Two CIPLA AIDS medicines back on WHO prequalification list:
The problem with the AIDS drugs seems to be not in the manufacturing process or Quality Inspection, but in the certification process (essentially with the contracted organizations that need to certify the bio-equivalency of Cipla's generic AIDS drugs with the brand-name drugs).
Which seems to be mostly bureaucratic nonsense.posted by: Vish on 10.16.05 at 01:39 AM [permalink]
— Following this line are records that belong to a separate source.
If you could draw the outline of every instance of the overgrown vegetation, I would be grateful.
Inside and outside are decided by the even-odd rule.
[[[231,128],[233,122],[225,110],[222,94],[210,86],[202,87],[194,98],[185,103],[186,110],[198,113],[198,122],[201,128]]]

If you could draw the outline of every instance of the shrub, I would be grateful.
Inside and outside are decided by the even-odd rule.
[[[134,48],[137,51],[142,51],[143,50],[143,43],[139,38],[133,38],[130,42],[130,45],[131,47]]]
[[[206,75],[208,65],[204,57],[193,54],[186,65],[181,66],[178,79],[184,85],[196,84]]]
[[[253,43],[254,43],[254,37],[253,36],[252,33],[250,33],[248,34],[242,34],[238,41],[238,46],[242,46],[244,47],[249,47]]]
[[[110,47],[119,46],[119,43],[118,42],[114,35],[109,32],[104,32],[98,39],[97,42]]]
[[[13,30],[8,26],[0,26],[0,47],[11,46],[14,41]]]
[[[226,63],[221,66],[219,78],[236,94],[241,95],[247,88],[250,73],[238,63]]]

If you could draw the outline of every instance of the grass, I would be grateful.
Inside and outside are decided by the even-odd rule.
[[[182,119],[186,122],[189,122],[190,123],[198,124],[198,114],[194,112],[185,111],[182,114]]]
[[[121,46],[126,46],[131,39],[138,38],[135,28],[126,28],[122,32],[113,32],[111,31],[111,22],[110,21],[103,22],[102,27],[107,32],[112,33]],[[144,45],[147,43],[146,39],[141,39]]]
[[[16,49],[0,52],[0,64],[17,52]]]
Perhaps the US should look into condemnation of the right of Roche to disallow generics in the US. No doubt a reasonable royalty rate could be decided by negotiations and/or a jury trial. Better to spend a billion or so to build up stock, if that is feasible, rather than piddling with bunker-buster nuke projects, eh?posted by: cfw on 10.16.05 at 01:39 AM [permalink]
I agree with Tyler Cowen, but would Roche agree to such a plan?
What do we do if they do not?
What will we do when people start to die — if it isn’t too late already?
There was an article in yesterday's Washington Post re why we shouldn't be as worried about the possibility of an avian flu pandemic as we've been led to believe.